Have you ever wonder why Malaysia’s inflationary rate never exceeds 4%? No? Never? Well, that’s because price ceiling exist.
Price ceilings legitimately replicate curb to restrict inflation, or control monopoly power by holding down prices for essentials. Sure, prices on most markets are free to rise or fall to their equilibrium levels no matter how high or low those levels might be. However, government sometimes resolved that supply and demand will produce prices that are unfairly high for consumers or unfairly low for producer, therefore the government sets price ceiling. Unfortunately, setting price ceiling might not be a great idea… but we’ll talk about that later on.
So, what is price ceiling? Price ceiling is the maximum legal limit that the government allows the distributor to charge for a product or service. Basically, the government controls the prices of the essentials so that the unfortunate would be able to afford the essentials. For instance, stated on Star Newspaper September 2012, Malaysia’s government has announced that the subsidy for sugar prices would decrease in the start of the year 2013. Even though, the subsidies have been reduced, the producers are not allowed to increase the price of sugar. Consequently, Malaysia’s government has set the price ceiling of fine granulated white sugar to RM 2.50 per kg and coarse granulated white sugar for RM 2.60 per kg because sugars are essentials.
Ok.. So what are the effects of price ceiling?
As you can see, for the price ceiling to have an effect they must be set below the natural market equilibrium.

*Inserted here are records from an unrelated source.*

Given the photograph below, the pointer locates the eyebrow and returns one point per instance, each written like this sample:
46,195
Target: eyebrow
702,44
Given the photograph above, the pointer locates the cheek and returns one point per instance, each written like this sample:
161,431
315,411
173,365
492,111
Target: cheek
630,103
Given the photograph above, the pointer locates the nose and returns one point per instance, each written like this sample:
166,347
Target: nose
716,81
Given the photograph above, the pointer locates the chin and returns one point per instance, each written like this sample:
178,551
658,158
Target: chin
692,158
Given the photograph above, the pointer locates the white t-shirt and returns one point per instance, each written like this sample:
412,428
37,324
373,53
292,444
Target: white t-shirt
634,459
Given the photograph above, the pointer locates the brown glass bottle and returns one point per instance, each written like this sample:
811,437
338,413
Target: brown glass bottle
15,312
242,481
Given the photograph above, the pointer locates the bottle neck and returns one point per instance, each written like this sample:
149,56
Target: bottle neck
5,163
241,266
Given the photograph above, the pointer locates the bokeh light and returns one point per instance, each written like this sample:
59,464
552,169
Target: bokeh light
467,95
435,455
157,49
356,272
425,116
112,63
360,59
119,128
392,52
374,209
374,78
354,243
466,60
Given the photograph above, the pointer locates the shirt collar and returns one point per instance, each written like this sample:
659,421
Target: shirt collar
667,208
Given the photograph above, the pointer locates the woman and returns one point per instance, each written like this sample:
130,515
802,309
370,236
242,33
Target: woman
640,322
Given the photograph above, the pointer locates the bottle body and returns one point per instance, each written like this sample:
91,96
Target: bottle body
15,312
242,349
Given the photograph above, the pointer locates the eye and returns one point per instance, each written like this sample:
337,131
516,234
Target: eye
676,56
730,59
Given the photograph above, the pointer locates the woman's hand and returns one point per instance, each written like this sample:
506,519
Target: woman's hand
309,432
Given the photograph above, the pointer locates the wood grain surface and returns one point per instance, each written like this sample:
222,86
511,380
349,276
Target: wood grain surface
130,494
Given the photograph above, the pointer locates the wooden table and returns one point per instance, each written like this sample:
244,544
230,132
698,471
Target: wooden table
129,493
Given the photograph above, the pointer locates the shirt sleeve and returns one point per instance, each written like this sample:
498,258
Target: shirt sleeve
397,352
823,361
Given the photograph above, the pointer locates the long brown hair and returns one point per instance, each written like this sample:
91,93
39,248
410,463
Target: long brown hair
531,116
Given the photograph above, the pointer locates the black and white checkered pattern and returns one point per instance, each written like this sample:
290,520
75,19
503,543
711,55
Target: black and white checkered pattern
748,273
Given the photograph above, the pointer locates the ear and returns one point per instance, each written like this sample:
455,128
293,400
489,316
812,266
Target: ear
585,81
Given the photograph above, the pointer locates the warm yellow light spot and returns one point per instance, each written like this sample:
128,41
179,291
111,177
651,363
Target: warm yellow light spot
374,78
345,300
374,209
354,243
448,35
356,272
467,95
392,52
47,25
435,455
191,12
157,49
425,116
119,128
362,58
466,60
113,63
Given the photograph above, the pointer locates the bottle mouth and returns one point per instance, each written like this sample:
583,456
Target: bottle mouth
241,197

Hmm.. so what happen when it is set? Shortage happens. Woah, how did we get there? Well, if you remember the law of demand, a shortage occurs when there is more demand and less supply at the equilibrium price, which also means there is more quantity demanded than quantity supplied therefore causing the marginal benefits to surpass the marginal cost.
Example, recent rises in the price of gas have left many individuals requesting for a price ceiling on oil. If the government sets a price ceiling on gas, there will be a shortage. Remember the oil crisis in America in the 1970's? This is exactly what happened. You now see why this is a bad idea.
So here is the ugly part, when shortages occur, people will go to a higher distance for that necessity. When there is a demand, there will be a supply. Obviously, a supply that will not be acceptable by the government. For a price ceiling problem that is relatable is the black market. No, it is not a name for an underground market place but oddly it stands for an activity that takes place outside of the government’s eyes
A perfect example of a black market situation is a movie called Blood Diamond. Basically the movie is about an illegal diamond trading in a mine, which was set against the backdrop of civil war in Africa. In this movie, the illegal activity has brought many disadvantages to the African citizens, especially the ones living in poverty because of ineffective administration, corruption, and the poorly paid officials who are vulnerable to bribery etc. This situation coupled with the presence of significant national mineral wealth gives opportunity to war-profiteers, who easily access arms from an underground black market.
Price ceilings are incompetent for many reasons. One reason worth considering is that they increase the need for monitoring and implementation. That means increased government administration, which does not come cheap. Increased government spending equals more taxes or more borrowing. Thus, I conclude that price ceiling has a few benefits and drawbacks.
So, is price ceiling a good thing? Bad? Or ugly? You decide.